Nearest Centroid Method

Nearest Centroid Method classical method implementation.

This section contains the Nearest Centroid Method (NCM) implementation for classification tasks. NCM is a classification algorithm that assigns to samples the label of the class of training samples whose mean (centroid) is closest to the sample.

class TALENT.model.classical_methods.ncm.NCMMethod(args, is_regression)

Bases: classical_methods

construct_model(model_config=None)

fit(data, info, train=True, config=None)

metric(predictions, labels, y_info)

predict(data, info, model_name)

class TALENT.model.classical_methods.ncm.NCMMethod

Nearest Centroid Method for classification tasks.

Key Features:

Uses sklearn’s NearestCentroid for classification
Assigns labels based on closest class centroid
Supports both binary and multiclass classification
Automatically handles data preprocessing including normalization and encoding
Saves trained model to pickle file for later use
Simple and interpretable classification method

Algorithm:

The Nearest Centroid Method assigns to samples the label of the class of training samples whose mean (centroid) is closest to the sample. It is a simple classification algorithm that works well when classes are well-separated.

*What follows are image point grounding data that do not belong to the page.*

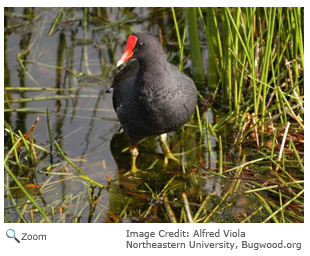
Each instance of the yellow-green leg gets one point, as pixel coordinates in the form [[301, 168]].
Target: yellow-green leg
[[165, 148]]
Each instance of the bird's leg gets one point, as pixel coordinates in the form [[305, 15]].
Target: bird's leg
[[165, 148], [134, 154]]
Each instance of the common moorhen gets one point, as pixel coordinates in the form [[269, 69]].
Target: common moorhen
[[151, 96]]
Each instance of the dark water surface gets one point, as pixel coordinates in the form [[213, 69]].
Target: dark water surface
[[68, 71]]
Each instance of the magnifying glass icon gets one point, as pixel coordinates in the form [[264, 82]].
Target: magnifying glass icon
[[10, 233]]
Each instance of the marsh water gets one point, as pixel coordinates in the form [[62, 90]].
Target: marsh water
[[59, 64]]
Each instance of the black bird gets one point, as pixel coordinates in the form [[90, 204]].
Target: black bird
[[151, 96]]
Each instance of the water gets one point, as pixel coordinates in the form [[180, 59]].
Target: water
[[68, 73]]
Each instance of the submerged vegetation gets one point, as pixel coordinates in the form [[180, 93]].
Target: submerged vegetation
[[241, 155]]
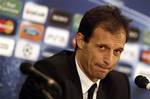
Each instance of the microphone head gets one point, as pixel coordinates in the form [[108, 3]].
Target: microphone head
[[141, 81], [26, 68]]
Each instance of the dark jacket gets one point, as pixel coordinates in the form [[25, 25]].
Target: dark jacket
[[61, 67]]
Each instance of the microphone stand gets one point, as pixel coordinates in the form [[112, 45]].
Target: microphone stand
[[47, 94]]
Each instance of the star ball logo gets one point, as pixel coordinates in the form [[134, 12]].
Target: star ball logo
[[7, 26]]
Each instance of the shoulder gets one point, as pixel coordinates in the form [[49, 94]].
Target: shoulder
[[57, 65], [116, 77]]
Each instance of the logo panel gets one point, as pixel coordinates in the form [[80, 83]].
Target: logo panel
[[35, 12], [56, 37], [31, 31], [6, 46], [7, 26], [27, 50]]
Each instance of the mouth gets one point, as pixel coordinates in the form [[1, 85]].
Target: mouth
[[102, 70]]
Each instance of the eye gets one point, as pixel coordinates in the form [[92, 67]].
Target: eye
[[118, 52], [102, 47]]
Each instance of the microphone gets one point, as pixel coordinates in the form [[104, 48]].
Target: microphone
[[142, 82], [28, 69]]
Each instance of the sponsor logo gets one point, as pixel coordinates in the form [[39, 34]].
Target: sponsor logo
[[27, 50], [131, 53], [60, 18], [35, 12], [6, 46], [145, 56], [56, 37], [146, 37], [7, 26], [31, 31], [10, 8], [76, 21], [142, 69]]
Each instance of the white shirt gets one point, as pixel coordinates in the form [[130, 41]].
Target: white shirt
[[86, 83]]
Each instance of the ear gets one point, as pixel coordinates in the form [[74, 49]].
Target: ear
[[80, 40]]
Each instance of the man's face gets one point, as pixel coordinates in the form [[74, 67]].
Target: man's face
[[99, 56]]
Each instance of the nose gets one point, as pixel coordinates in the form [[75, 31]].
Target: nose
[[108, 57]]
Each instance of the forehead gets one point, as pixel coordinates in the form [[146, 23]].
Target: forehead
[[103, 36]]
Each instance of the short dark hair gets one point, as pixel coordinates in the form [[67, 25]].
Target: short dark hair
[[107, 16]]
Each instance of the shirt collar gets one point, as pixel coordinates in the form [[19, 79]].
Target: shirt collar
[[86, 83]]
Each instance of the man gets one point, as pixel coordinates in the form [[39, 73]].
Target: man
[[100, 40]]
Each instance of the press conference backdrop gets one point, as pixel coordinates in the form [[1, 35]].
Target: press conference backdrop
[[33, 29]]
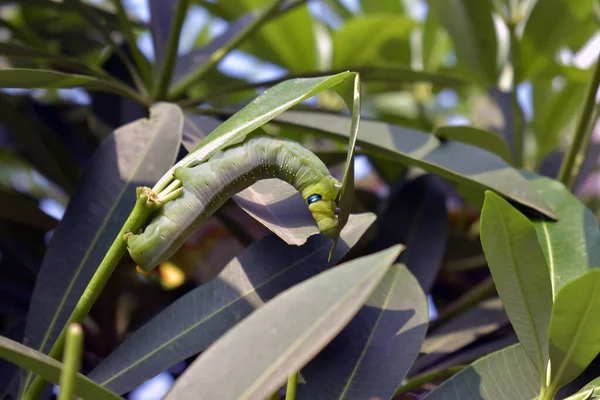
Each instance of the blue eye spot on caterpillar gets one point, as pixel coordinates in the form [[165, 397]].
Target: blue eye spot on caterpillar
[[313, 198], [207, 186]]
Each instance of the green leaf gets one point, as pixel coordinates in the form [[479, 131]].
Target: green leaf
[[575, 328], [386, 42], [50, 369], [471, 28], [23, 78], [12, 50], [554, 113], [273, 203], [39, 144], [136, 154], [539, 43], [382, 6], [267, 106], [507, 374], [487, 140], [588, 392], [201, 316], [571, 245], [371, 356], [454, 161], [451, 337], [520, 274], [416, 216], [435, 43], [294, 49], [253, 359]]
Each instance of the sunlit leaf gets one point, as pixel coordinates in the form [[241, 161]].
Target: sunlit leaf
[[507, 374], [136, 154], [49, 369], [575, 328], [200, 317], [371, 356], [253, 360], [457, 162], [520, 274]]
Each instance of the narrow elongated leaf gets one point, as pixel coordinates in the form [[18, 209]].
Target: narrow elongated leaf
[[18, 208], [382, 6], [200, 317], [387, 42], [520, 274], [252, 360], [460, 332], [571, 245], [487, 140], [435, 43], [264, 108], [471, 28], [49, 369], [507, 374], [460, 163], [371, 356], [23, 78], [293, 49], [416, 217], [37, 142], [189, 62], [31, 53], [136, 154], [539, 44], [588, 392], [575, 328]]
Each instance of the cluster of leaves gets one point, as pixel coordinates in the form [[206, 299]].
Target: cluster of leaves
[[362, 329]]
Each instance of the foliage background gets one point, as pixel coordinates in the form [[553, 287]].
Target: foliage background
[[463, 76]]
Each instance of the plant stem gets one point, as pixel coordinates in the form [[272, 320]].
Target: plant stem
[[182, 86], [290, 391], [517, 127], [140, 61], [71, 361], [422, 379], [145, 204], [581, 141], [171, 52]]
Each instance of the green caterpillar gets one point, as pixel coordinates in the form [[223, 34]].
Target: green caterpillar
[[207, 186]]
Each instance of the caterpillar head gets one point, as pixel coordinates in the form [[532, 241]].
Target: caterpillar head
[[320, 198]]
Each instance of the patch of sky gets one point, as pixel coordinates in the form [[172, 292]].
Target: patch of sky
[[154, 389]]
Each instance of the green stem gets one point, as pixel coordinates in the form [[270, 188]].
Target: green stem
[[71, 361], [581, 141], [516, 108], [290, 392], [145, 204], [171, 52], [182, 86], [422, 379], [140, 61]]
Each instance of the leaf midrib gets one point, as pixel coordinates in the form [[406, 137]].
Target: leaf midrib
[[521, 293]]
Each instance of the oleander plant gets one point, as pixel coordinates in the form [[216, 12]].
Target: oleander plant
[[299, 199]]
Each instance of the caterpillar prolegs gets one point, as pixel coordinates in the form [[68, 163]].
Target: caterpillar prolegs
[[207, 186]]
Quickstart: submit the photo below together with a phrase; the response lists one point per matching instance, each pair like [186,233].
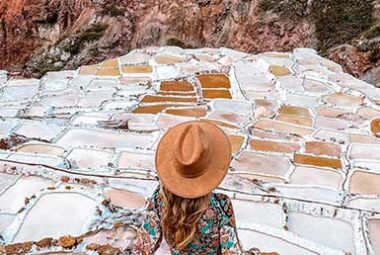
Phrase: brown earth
[39,36]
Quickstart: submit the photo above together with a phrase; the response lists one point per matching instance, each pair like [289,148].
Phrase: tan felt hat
[192,158]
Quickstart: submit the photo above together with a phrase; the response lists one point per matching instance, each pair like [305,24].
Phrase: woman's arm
[229,241]
[149,236]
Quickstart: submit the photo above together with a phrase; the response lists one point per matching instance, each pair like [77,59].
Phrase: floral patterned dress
[216,230]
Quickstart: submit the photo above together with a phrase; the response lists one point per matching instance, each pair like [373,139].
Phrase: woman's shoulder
[224,202]
[220,197]
[224,206]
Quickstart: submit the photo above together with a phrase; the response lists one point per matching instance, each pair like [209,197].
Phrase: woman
[192,160]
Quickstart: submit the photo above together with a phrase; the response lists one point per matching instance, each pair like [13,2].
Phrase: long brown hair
[180,217]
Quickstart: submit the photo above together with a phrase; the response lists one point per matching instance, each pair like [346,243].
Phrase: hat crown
[191,151]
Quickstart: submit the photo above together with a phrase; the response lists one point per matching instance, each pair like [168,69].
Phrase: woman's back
[215,231]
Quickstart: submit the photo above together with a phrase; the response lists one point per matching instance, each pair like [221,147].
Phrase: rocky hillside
[38,36]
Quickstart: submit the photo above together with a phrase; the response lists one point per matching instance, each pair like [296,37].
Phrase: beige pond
[55,215]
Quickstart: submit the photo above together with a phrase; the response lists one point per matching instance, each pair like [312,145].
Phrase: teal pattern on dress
[216,229]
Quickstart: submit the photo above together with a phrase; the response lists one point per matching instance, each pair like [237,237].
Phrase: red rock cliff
[43,35]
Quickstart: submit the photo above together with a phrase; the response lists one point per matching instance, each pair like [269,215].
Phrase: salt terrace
[77,149]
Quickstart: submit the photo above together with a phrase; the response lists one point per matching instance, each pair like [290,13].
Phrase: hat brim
[214,172]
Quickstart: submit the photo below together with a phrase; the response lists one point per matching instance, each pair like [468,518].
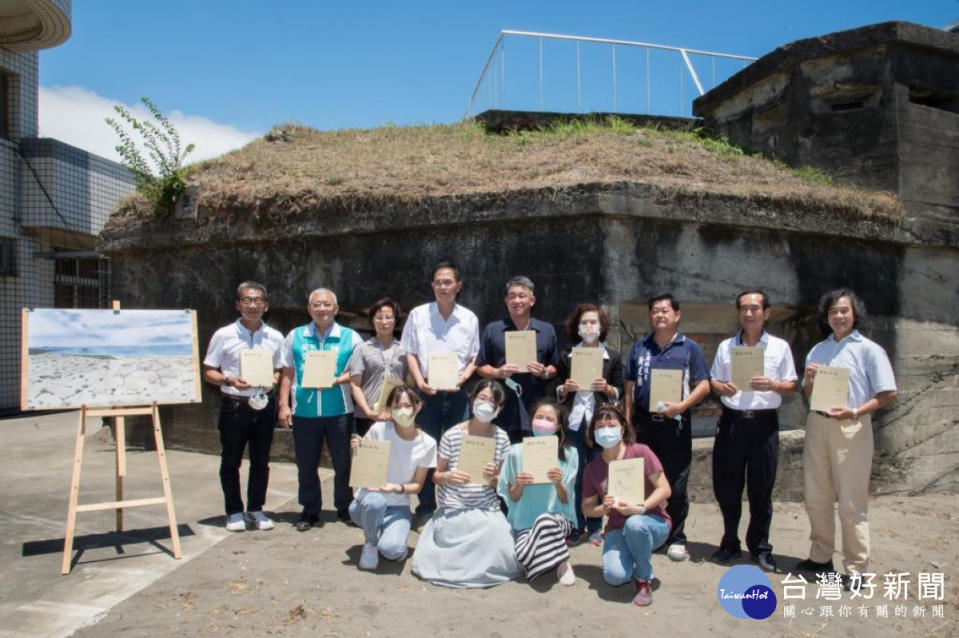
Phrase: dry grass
[302,167]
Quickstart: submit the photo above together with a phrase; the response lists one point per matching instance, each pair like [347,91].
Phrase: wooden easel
[118,414]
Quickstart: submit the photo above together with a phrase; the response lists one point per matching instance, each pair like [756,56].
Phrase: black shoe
[724,556]
[765,560]
[307,521]
[344,516]
[811,566]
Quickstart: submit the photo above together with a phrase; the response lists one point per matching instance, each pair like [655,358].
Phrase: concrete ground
[287,583]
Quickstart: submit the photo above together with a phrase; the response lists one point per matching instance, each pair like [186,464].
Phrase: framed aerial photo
[72,358]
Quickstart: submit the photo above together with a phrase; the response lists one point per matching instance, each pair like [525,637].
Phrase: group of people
[487,529]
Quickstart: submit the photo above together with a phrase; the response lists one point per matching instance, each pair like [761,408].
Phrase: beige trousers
[837,460]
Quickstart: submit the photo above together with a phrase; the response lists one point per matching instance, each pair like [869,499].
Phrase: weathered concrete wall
[615,244]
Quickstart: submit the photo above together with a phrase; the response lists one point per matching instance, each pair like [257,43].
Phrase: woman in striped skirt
[542,509]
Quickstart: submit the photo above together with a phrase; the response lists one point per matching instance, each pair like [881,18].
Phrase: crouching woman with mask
[633,530]
[467,542]
[384,512]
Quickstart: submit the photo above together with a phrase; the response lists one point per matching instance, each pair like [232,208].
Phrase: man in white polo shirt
[440,326]
[244,416]
[837,454]
[746,449]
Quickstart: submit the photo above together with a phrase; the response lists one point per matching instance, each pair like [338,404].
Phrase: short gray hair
[322,290]
[246,285]
[520,280]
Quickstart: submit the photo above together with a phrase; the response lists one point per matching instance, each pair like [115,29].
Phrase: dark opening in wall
[942,100]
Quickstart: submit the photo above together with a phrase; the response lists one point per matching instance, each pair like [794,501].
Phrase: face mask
[586,335]
[608,437]
[542,427]
[403,416]
[484,411]
[258,399]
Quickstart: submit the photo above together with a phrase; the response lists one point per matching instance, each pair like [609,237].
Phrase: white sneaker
[370,557]
[235,523]
[677,552]
[259,520]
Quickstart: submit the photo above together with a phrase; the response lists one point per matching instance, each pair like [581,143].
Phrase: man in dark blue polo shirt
[666,428]
[529,379]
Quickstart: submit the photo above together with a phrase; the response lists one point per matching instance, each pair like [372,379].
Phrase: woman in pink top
[633,530]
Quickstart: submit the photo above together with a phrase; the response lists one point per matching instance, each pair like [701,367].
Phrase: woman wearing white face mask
[587,328]
[542,509]
[633,530]
[467,542]
[384,512]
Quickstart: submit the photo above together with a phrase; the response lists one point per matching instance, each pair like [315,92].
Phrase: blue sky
[231,70]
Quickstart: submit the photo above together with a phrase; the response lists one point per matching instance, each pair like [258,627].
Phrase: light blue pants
[385,527]
[627,551]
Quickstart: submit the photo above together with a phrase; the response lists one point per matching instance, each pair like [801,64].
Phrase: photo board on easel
[72,358]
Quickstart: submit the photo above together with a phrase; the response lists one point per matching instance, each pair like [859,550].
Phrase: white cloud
[76,115]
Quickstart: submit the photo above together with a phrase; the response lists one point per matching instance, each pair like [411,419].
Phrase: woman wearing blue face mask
[543,513]
[633,530]
[384,512]
[467,542]
[587,328]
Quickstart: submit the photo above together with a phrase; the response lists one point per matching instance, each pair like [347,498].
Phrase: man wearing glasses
[247,414]
[442,326]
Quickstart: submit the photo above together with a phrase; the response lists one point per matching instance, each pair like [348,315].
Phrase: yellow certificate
[389,382]
[830,388]
[746,364]
[627,481]
[586,365]
[256,367]
[665,386]
[520,348]
[443,370]
[319,369]
[475,452]
[540,456]
[370,463]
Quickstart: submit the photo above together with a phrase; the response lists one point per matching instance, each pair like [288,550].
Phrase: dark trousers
[439,413]
[746,452]
[672,442]
[586,454]
[240,425]
[308,436]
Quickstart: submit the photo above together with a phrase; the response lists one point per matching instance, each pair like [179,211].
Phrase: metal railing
[639,85]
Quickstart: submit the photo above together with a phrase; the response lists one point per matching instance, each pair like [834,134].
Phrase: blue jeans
[627,551]
[308,436]
[586,455]
[440,412]
[387,528]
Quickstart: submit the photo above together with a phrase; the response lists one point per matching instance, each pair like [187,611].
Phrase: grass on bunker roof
[295,168]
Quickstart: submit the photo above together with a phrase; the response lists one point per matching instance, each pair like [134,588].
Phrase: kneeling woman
[633,530]
[543,514]
[384,512]
[467,542]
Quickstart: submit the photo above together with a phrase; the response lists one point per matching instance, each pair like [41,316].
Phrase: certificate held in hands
[586,364]
[256,367]
[746,363]
[319,369]
[520,348]
[665,386]
[475,452]
[370,463]
[627,481]
[830,388]
[540,456]
[443,370]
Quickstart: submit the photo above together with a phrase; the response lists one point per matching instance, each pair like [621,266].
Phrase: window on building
[8,257]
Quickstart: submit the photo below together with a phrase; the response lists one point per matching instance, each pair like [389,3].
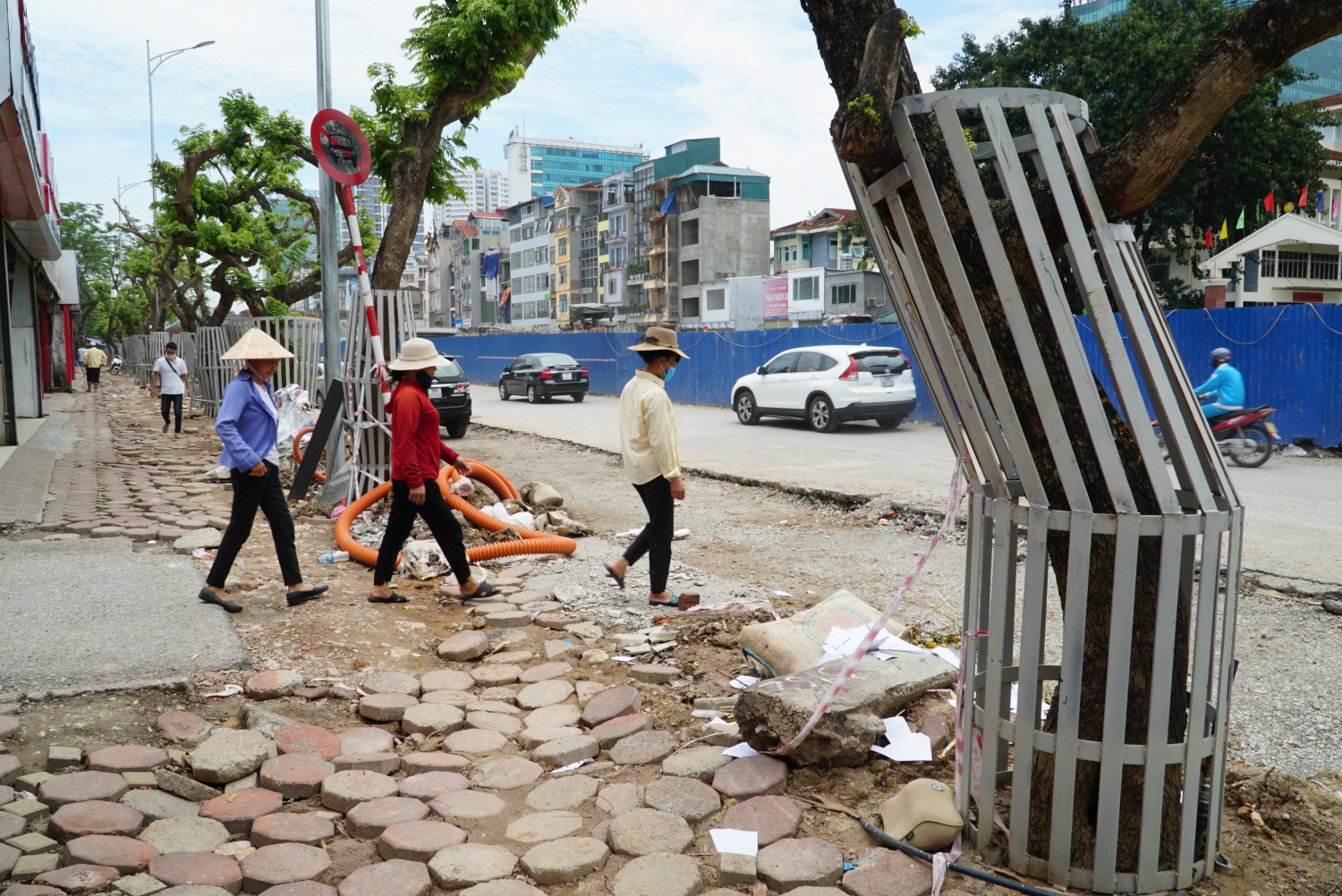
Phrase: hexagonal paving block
[239,809]
[418,840]
[126,758]
[369,818]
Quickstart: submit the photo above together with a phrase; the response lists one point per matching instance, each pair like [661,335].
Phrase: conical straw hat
[257,345]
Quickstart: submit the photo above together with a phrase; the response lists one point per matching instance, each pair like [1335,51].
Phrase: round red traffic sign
[340,147]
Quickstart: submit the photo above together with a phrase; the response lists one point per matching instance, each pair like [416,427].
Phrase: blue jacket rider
[1226,386]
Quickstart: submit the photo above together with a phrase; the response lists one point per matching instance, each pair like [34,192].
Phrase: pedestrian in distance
[416,451]
[169,376]
[247,424]
[652,463]
[94,362]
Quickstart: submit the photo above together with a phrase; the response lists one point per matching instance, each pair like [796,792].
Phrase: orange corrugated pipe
[533,542]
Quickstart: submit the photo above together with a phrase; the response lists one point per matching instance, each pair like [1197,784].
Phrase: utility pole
[329,249]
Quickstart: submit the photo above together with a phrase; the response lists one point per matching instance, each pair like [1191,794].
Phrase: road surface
[1293,503]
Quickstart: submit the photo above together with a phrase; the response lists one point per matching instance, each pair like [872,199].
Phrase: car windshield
[556,361]
[880,362]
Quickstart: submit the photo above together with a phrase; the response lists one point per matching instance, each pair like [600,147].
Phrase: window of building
[1293,265]
[1323,267]
[690,232]
[805,289]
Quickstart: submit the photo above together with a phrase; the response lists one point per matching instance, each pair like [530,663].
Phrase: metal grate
[1199,525]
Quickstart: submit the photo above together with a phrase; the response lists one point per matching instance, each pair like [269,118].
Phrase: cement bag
[796,643]
[541,495]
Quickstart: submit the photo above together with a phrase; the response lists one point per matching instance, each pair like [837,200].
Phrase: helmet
[922,813]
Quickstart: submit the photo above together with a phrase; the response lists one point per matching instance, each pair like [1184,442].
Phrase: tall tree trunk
[864,54]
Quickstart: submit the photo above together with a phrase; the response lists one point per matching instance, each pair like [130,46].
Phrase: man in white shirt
[652,463]
[169,376]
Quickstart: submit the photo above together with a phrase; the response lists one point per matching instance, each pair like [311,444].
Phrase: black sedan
[450,393]
[539,377]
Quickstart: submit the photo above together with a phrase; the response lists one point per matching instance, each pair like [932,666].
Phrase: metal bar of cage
[1197,528]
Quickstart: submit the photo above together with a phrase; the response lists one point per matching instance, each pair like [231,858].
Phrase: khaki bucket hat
[416,354]
[257,345]
[659,340]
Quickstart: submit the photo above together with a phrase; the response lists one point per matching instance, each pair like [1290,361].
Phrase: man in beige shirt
[647,440]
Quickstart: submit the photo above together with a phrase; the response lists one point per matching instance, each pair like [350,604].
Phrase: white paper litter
[737,842]
[741,751]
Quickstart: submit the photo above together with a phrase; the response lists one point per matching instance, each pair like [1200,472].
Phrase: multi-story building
[1322,59]
[531,292]
[813,241]
[537,166]
[698,220]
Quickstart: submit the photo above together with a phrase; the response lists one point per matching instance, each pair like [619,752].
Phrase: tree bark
[864,55]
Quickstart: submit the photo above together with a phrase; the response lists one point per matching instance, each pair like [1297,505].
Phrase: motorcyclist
[1224,388]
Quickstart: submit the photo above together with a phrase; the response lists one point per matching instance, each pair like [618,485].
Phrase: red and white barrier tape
[957,494]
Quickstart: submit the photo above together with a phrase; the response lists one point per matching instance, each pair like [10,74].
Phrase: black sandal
[394,598]
[294,598]
[209,597]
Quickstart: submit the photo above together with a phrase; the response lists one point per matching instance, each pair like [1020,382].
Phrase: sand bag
[797,643]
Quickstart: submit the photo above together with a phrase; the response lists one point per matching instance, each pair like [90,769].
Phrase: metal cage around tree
[1153,774]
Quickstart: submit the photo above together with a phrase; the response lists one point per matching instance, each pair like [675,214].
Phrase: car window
[880,362]
[557,361]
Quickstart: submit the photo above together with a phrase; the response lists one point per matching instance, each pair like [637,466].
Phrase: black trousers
[250,494]
[655,538]
[437,514]
[171,402]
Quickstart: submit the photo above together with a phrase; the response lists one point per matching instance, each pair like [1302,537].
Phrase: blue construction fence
[1290,356]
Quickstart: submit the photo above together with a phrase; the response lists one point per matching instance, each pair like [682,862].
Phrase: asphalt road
[1293,504]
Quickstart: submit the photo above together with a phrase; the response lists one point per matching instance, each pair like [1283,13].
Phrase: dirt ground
[745,544]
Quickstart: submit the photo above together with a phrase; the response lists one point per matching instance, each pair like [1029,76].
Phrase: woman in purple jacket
[247,424]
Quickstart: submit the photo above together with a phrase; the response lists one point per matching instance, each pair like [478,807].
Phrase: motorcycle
[1244,436]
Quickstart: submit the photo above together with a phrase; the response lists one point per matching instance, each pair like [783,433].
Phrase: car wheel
[746,410]
[820,415]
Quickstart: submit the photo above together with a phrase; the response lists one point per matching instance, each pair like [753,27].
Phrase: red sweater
[415,444]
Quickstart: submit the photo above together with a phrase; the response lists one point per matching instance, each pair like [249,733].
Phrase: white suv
[827,385]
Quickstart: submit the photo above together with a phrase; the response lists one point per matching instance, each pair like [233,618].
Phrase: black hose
[961,869]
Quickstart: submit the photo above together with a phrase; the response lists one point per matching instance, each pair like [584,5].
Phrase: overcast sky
[625,72]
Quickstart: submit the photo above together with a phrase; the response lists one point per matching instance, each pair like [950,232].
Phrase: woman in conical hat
[247,424]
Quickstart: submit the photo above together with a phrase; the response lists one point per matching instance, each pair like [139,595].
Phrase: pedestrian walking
[169,375]
[652,463]
[247,424]
[416,451]
[94,362]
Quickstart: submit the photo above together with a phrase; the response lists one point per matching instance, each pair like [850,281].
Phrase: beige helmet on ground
[257,345]
[923,815]
[418,354]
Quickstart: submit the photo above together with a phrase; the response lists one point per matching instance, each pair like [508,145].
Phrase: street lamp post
[150,67]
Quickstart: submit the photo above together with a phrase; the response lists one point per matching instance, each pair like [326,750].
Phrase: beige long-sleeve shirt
[647,429]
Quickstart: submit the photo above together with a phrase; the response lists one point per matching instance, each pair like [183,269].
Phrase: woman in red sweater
[416,451]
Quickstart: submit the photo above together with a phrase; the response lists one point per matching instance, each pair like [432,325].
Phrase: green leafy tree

__init__(args, is_regression)

Initialize the NCM method.

Parameters:

args (object) – Configuration arguments containing model settings
is_regression (bool) – Whether the task is regression (True) or classification (False)

construct_model(model_config=None)

Construct the NCM model instance.

Parameters:

model_config (dict, optional) – Model configuration parameters for NCM

Model Creation:

Creates NearestCentroid classifier
Configures parameters like metric, shrink_threshold, etc.

fit(data, info, train=True, config=None)

Train the NCM model on the provided data.

Parameters:

data (tuple) – Tuple containing (N, C, y) where N is numerical features, C is categorical features, y is labels
info (dict) – Dataset information
train (bool, default=True) – Whether to train the model or just load from checkpoint
config (dict, optional) – Additional configuration parameters

Returns:

time_cost (float) – Training time in seconds

Training Process:

Data Preprocessing: Handles missing values, categorical encoding, normalization
Model Training: Computes class centroids from training data
Model Saving: Saves the trained model to disk for later use

predict(data, info, model_name)

Make predictions using the trained NCM model.

Parameters:

data (tuple) – Tuple containing (N, C, y) where N is numerical features, C is categorical features, y is labels
info (dict) – Dataset information
model_name (str) – Name of the model for saving/loading

Returns:

test_logit (array-like) – Test predictions (class labels for classification)

Prediction Process:

Data Preprocessing: Applies same preprocessing as training data
Model Loading: Loads the trained NCM model
Prediction: Finds closest centroid for each sample
Output: Returns predicted class labels

Evaluation Metrics:

For classification: returns Accuracy, Avg_Precision, Avg_Recall, F1 metrics

References:

[1] Hastie, T., Tibshirani, R., & Friedman, J. (2009). The elements of statistical learning: data mining, inference, and prediction. Springer Science & Business Media.